Extrema/LaGrange in Vector Calc

[DougD720]

Homework Statement

Find the extrema of f(x,y)=x-y ; subject to x²-y²=2

Homework Equations

\nablaf=\lambda\nablag

The Attempt at a Solution

\nablaf=(1,-1)
\nablag=(2x, -2x)

(1,-1)=\lambda(2x, -2x)

1 = \lambda(2x) -> \lambda=\frac{1}{2x}

-1 = \lambda(-2y) -> \lambda=\frac{1}{2y}

Which means x = y , but it has to satisfy x²-y²=2 and if x=y then it cannot satisfy this meaning there are no extrema for this set of equations.

Am i right? I tried working it out with other methods but it just keeps not working, however, i plotted the two equations in 3D on Maple and they do intersect so shouldn't there be extrema? Or is the fact that x-y is a plane parallel to the xy-axis mean that all points are extrema?

We never did a problem like this in class, one with no apparent solution, so I'm confused a bit here.

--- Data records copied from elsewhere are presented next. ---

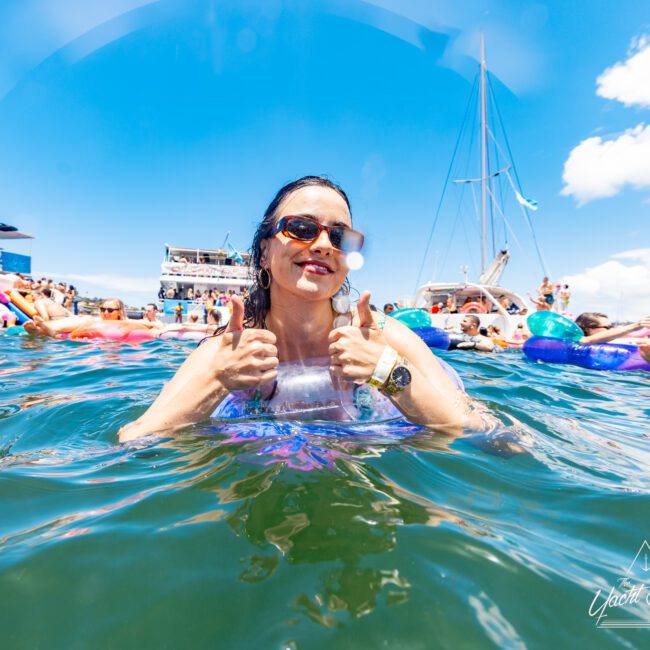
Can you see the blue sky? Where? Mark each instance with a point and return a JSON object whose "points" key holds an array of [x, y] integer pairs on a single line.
{"points": [[128, 124]]}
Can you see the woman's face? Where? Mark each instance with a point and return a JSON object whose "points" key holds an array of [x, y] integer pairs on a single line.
{"points": [[110, 310], [308, 270]]}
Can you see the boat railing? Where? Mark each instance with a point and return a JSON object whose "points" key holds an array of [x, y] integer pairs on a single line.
{"points": [[204, 270]]}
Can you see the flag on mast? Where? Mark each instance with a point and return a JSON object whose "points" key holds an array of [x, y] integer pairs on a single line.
{"points": [[531, 204]]}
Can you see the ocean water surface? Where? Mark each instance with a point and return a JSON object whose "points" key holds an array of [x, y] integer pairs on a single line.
{"points": [[290, 535]]}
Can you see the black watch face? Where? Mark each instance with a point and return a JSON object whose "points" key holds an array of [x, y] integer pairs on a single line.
{"points": [[401, 377]]}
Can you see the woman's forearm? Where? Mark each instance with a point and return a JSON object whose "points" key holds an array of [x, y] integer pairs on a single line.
{"points": [[424, 402]]}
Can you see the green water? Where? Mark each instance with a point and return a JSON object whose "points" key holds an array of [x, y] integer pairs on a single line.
{"points": [[309, 536]]}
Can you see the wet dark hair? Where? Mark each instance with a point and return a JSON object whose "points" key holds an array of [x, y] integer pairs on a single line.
{"points": [[258, 303], [589, 320]]}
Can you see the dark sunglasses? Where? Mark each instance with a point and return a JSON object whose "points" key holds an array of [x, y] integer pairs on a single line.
{"points": [[308, 230]]}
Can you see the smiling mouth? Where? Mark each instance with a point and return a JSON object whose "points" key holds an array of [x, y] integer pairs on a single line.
{"points": [[318, 268]]}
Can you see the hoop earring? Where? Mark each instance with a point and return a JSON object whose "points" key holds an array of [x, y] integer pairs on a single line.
{"points": [[264, 279]]}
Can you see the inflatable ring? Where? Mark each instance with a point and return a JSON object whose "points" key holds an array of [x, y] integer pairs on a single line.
{"points": [[22, 304], [412, 317], [125, 331], [599, 356], [552, 325], [473, 308]]}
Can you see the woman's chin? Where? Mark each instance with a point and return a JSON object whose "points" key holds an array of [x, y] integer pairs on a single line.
{"points": [[316, 289]]}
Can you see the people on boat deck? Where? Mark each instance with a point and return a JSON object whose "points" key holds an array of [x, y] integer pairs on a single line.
{"points": [[300, 267], [598, 328], [540, 303], [178, 313], [564, 297], [545, 291]]}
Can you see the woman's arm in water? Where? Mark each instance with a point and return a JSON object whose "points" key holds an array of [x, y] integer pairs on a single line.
{"points": [[238, 359], [615, 333], [431, 399]]}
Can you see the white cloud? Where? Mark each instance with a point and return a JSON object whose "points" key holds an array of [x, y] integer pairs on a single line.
{"points": [[619, 287], [599, 168], [629, 81]]}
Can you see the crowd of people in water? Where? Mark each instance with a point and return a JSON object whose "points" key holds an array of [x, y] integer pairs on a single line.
{"points": [[56, 304], [298, 308]]}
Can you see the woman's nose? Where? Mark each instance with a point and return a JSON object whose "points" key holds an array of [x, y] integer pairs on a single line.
{"points": [[322, 242]]}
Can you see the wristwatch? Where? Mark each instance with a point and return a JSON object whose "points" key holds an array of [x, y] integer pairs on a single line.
{"points": [[399, 378]]}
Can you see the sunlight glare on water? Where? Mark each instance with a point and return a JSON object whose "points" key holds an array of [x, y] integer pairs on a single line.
{"points": [[282, 534]]}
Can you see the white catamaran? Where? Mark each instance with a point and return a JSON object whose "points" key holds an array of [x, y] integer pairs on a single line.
{"points": [[494, 304]]}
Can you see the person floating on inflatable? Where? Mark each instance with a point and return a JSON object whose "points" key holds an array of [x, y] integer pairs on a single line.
{"points": [[470, 337], [586, 342], [598, 328], [298, 310], [112, 324]]}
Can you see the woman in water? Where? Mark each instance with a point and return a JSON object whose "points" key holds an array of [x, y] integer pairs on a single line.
{"points": [[299, 260], [598, 328]]}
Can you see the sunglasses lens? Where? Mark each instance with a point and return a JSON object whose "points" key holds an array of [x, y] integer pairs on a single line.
{"points": [[301, 229], [349, 241]]}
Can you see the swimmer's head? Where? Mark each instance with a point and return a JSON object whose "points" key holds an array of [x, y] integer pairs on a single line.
{"points": [[307, 269], [470, 324], [112, 309]]}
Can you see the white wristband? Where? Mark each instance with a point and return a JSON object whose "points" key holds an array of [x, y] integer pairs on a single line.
{"points": [[384, 367]]}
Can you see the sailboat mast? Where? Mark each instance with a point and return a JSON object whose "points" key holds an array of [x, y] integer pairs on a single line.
{"points": [[484, 170]]}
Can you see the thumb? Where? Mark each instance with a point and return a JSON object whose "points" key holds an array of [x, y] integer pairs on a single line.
{"points": [[236, 322], [364, 311]]}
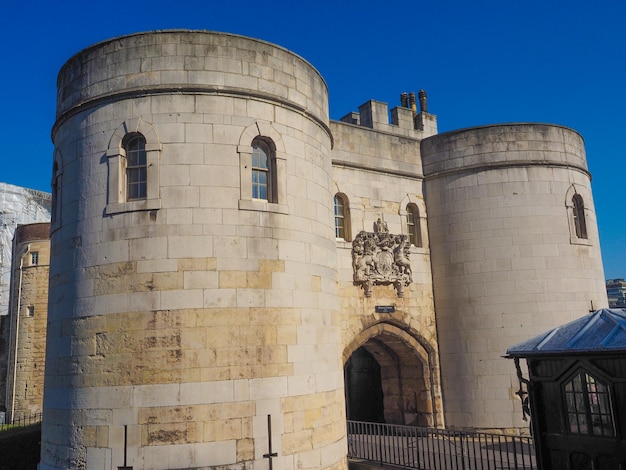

And i just did another problem where I'm coming up with a solution that doesn't satisfy one of the constraints... ugh... what am i doing wrong?

Thanks for the help!

 

[Dick]

Yes, you aren't doing anything wrong. Your constraint says (x-y)=2/(x+y). So (x-y) is unbounded from both above and below. There are no extrema.